COEUR d’ALENE — Doris Kearns Goodwin once danced with President Lyndon B. Johnson when she was a young White House intern.

She knows so many intimate details about presidents Abraham Lincoln, Teddy Roosevelt and Franklin Delano Roosevelt, she might as well have danced with them, too.

"It may seem to some of you a non-profession to have done what I've done, which is to have spent my days and nights with dead presidents, waking up with them every morning, thinking about them when I go to bed at night," Goodwin said to a full house at The Coeur d'Alene Resort Thursday evening. "But I wouldn't change it for anything in the world."

As the honored speaker at the 13th annual North Idaho Distinguished Humanities Lecture and Dinner, the Pulitzer Prize-winning author and historian Goodwin balanced her speech with sincerity and humor.

"The only thing that I worry about sometimes, about having been a presidential historian, is that someday, there's going to be a panel of all the presidents that I've studied in the afterworld and every single one of them will be telling me every single thing I got wrong," she said to a roaring audience. "The first person to scream out will be Lyndon Johnson, 'How come that damn book on the Kennedys was twice as long as the book you wrote about me?'"

Goodwin's lecture, "Leadership Lessons from the White House," captivated the nearly 650 guests who dined and listened as she shared her White House experiences and spoke of the qualities, hardships, victories and failures of three of America's most influential presidents: Lincoln, Teddy Roosevelt and FDR.

She extensively studied these great leaders while working on three of her award-winning books: "No Ordinary Time: Franklin and Eleanor Roosevelt: The Home Front In World War II," "Team of Rivals: The Political Genius of Abraham Lincoln" and "The Bully Pulpit: Theodore Roosevelt, William Howard Taft and the Golden Age of Journalism."

She enthusiastically spoke of their ambitions, their dreams, their differences and similarities and shared many stories of their rises to the presidency. Her lecture was punctuated with relevance to what is happening in the nation today.

"Given the election campaign that we're going through, there's nothing more important, I think, than understanding what it takes to be a leader — what the temperaments are, what the qualities are," she said. "I wish so much that the way we conducted our elections would bring those questions to the surface rather than the time we spend just, 'Who says what' in a debate, who's raised the most money, who's said something silly. It is a huge democratic responsibility to figure out who our leaders are going to be."

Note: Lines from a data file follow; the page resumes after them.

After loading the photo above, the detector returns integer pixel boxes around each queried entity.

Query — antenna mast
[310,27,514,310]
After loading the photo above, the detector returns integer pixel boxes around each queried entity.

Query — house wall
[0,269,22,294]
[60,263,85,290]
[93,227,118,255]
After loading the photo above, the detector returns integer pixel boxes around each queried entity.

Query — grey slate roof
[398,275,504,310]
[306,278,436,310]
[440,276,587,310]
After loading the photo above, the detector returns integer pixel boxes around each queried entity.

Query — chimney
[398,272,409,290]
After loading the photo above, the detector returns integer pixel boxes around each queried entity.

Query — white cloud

The IHC is a nonprofit dedicated to promoting awareness, appreciation and understanding of the humanities. Mike Kennedy, event emcee and IHC board member, called the sold-out evening "the Bruce Springsteen concert for history nerds."

But more seriously, he praised Goodwin for her extensive works and tireless efforts in documenting U.S. presidential history.

"On the eve of another presidential election, the Idaho Humanities Council could think of no better scholar to invite to Coeur d'Alene to comment on leadership than America's historian-in-chief," he said.